The meeting, held at the Diaoyutai State Guest House, focused on steps and measures to realize the second phase of the action plan in a comprehensive and balanced way.
"This meeting is a power station for the comprehensive implementation of second phase of the action plan, as well as a turning point for the six-party talks to go into a new phase," Chinese negotiator Wu Dawei said at the opening ceremony.
Wu, also vice foreign minister, said the goal was to realize the second phase of the action plan in a comprehensive and balanced way with joint efforts from all relevant sides and promote the process of the talks into a new phase.
He also introduced his new counterparts to the press before the ceremony.
The new chief envoys include Kim Sook, special representative for Korean Peninsula peace and security affairs of the Foreign Affairs and Trade Ministry of the Republic of Korea (ROK), Akitaka Saiki, director general of the Foreign Ministry's Asian and Oceanian Affairs Bureau of Japan, and Russian Deputy Foreign Minister Alexei Borodavkin.
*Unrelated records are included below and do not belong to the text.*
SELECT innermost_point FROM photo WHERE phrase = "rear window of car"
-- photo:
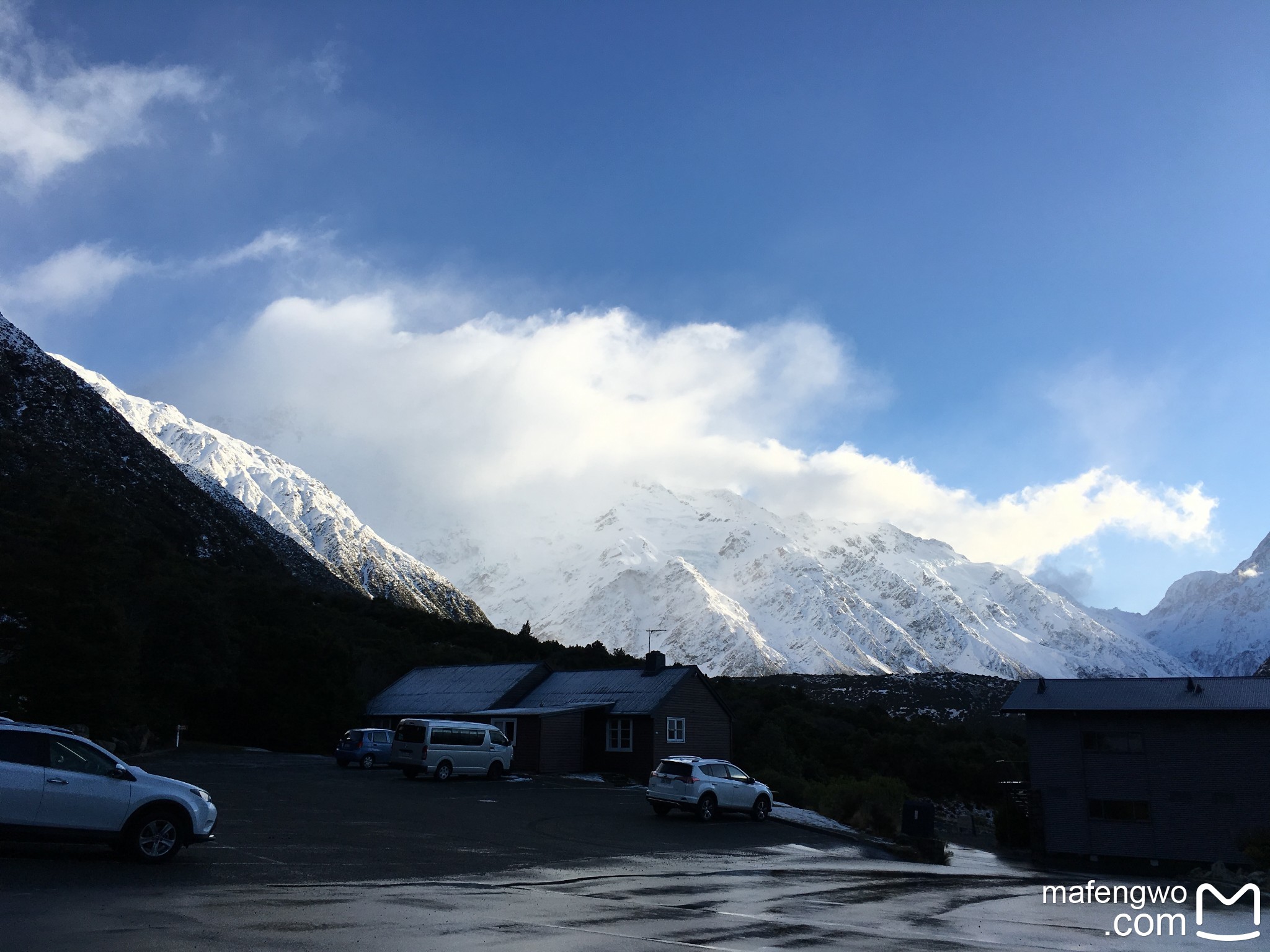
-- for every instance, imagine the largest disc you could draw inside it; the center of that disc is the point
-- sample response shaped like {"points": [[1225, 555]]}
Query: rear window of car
{"points": [[413, 733]]}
"All sides are meeting for the same goal, and the terminal is to realize the denuclearization of the Korean Peninsula and normalization of relations between relevant countries, as well as to construct the peace and security mechanism in northeast Asia," Wu said.
The talks, which group China, the Democratic People's Republic of Korea (DPRK), the United States, ROK, Russia and Japan, are scheduled to run for three days in the Chinese capital.
Focus of the session
The fresh round of six-party talks came after a series of breakthroughs of the denuclearization process: the Democratic People's Republic of Korea (DPRK) submitted the long-awaited account of its nuclear activities and Washington, in return, started the procedures of taking it off the list of state sponsors of terrorism and lifting sanctions against Pyongyang, after the eye-catching explosion of a cooling tower at its Yongbyon nuclear center.